NURSERY UNIVERSITY (Marc H. Simon, Matthew Makar, U.S.). 90 minutes. Saturday (April 19), 4:30 pm, ROM; Sunday (April 20), 6:45 pm, Al Green; ENCORE SCREENING: Sunday (April 27), 7 pm at the Al Green. Rating: NNNN
If you thought getting into the best colleges was difficult, that’s nothing compared to what faces Manhattan parents who are trying to get their three-year-old bundles of joy into the right private nursery school in a fiercely competitive market.
At some fabled institutions like the Chelsea Day School, City & Country and Mandell, there may be a couple dozen spots for new students, and up to 15 applications for each spot. Even if a student gets in, the family’s facing exorbitant fees, but that’s the least of the problems for most of the well-off subjects who are convinced that getting their kid into the right school early on will pave the way for a charmed life.
Directors Marc H. Simon and Matthew Makar initially approach their subject like high satire, using cutesy music and crayon-drawn graphics to accompany the shocking statistics. (It’s fitting – the subject, if you think about it, is pretty absurd.)
But soon we get to know five very different families as they work their way through the process. The families target the schools they want, try to secure applications (the day after Labour Day is when the action begins) and then, if they succeed in a lottery process or work their way up the inevitable wait list, actually get to sit through an interview, where both children and parents are casually monitored to see whether they’ll be a good fit. After that is when the real waiting begins, until the nail-biting period in March when the acceptance/rejection letters go out.
The directors, who remain invisible throughout (except for the adorable end credits), have chosen their subjects well. We follow Ivy League school-educated parents who are used to getting their first choice in everything, but also see people who have had to compromise and settle all their lives.
It’s hard not to sympathize with the subjects, who include a single mom in her 50s who’s raising twins, one of them with a learning disability, and a pair of black parents from Harlem who want to give their boy what they didn’t have. Even the one conniving West Village mom is understandable. Who, in the end, doesn’t want the best for their child?

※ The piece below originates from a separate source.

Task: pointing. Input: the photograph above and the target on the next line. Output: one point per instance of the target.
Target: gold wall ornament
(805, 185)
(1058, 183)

We also get to see what life is like from the other side of the application process. The Mandell School’s Barbara Rowe radiates warmth, humour and intelligence, and you can tell it’s heart-breaking for her and her colleagues to turn away qualified children.
If you’re looking for a documentary that’ll make you laugh, cry and keep you on the edge of your seat, apply for a ticket to Nursery University. Just hope you get in.